Eating Down the Fridge 2: Bourbon Bread Pudding
Okay, leave it to me two days after Thanksgiving to make MORE sweet-goodies, but we’re having a football party tomorrow afternoon (the only Sunday Bears game in the season that starts at 3:15, instead of noon, which is just about when we get home from church) with my husband’s co-workers, so we need stuff to serve them that isn’t obviously Thanksgiving-y, and I still have some stuff to get rid of.
All year long I save the heels of my bread loaves, cut them into cubes, and freeze them. They get pulled out periodically for bread pudding and Thanksgiving turkey stuffing. This year I accidentally thawed about 4 cups of cubes more than I needed (that’ll teach me to eyeball!), and I didn’t know what to do with the rest of them. So I made bread pudding.
This is another classic Jenn really-speedy-not-much-fat-better-for-you-than-it-seems kind of recipe. I haven’t made it in years, but now that I tried it again I realize I should do it more.
Bourbon Bread Pudding
- Preheat oven to 350 degrees.
- Put 4 cups stale bread cubes into a casserole dish (preferably one with a heavy glass lid you can use to cover it–I use my white Corningware round one.) They shouldn’t come all the way up to the top; a good inch or so at least of “head space” is helpful, because this stuff puffs as it cooks.
- If desired, add 1/2 cup raisins, currants, or dried cranberries to bread cubes
- Whisk two eggs till bright yellow and foamy; whisk in 1/3-1/2 cup sugar (brown is nice).
- Add 1 tsp cinnamon, 1/2 tsp nutmeg, 1 tbs vanilla extract. Mix well.
- Add 3 cups milk and 1/3 cup bourbon (or other booze) and beat till well combined. (I did the last 3 steps right in my 4 cup Pyrex measuring cup–the eggs and sugar together made about 1 cup, then I added the 3 cups of milk. The bourbon on top of that still had us a good bit from the top.)

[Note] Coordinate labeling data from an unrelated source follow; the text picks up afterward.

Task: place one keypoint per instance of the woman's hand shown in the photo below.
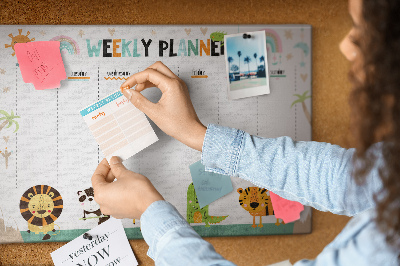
(173, 113)
(127, 197)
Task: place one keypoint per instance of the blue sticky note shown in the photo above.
(209, 186)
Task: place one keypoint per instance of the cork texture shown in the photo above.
(331, 88)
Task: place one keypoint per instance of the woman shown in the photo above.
(360, 182)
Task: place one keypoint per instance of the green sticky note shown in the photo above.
(209, 186)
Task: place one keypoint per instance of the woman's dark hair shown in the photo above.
(375, 103)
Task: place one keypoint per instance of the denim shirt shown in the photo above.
(312, 173)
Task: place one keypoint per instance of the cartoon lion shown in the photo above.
(40, 206)
(257, 202)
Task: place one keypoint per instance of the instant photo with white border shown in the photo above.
(243, 80)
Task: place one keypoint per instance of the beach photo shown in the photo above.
(246, 64)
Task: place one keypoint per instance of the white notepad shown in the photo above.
(118, 126)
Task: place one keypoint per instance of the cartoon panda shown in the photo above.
(90, 207)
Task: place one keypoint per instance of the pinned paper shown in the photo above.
(41, 64)
(108, 246)
(118, 126)
(209, 186)
(288, 211)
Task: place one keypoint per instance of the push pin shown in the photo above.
(87, 236)
(246, 36)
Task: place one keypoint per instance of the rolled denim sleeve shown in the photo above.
(313, 173)
(172, 241)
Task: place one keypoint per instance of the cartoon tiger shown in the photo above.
(257, 202)
(40, 206)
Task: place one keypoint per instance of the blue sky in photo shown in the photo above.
(248, 47)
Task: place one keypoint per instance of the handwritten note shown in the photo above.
(109, 246)
(209, 186)
(41, 64)
(288, 211)
(118, 126)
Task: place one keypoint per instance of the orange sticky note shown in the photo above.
(41, 63)
(288, 211)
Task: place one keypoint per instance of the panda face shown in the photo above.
(86, 199)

- Pour over bread cubes. When I do this, the 4 cups of bread and the 4 cups of custard take up about the same amount of space in the casserole, so I still have the inch or so of head space at the top. Moosh down bread so it soaks up the custard.

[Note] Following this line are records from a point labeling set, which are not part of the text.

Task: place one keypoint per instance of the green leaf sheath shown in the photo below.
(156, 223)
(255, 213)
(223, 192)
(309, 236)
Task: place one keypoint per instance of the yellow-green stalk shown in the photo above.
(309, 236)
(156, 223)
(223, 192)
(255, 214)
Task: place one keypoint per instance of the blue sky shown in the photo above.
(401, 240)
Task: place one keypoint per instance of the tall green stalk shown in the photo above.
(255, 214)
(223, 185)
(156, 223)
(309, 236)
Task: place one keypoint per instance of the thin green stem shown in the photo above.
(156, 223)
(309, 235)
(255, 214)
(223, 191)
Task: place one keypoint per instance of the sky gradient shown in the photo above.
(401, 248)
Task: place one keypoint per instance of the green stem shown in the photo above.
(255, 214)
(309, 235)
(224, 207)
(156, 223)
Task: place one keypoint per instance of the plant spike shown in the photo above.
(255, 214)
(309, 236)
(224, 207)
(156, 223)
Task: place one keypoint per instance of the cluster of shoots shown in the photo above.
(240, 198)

- Cook, covered, in a 350-degree oven for about an hour. Let it cool before digging in, however lovely it smells.
Obviously, any hard spirit will work equally well in this recipe–rum, brandy, Jamisons, whatever–and I’m sure you could leave it out all together and add a little more spice and vanilla. But it’s very easy. And yummy. And it makes me want to pour some of the Pioneer Woman’s Whiskey Maple Cream sauce over it when I serve it, though I don’t know that I’ll have time to make it…maybe I’ll just drizzle some cranberry sauce over it instead, also leftover…only I re-boiled it with a little bourbon and cinnamon to complement the pudding. It’s all I can do not to just stand there and eat it with the spoon, guests be damned.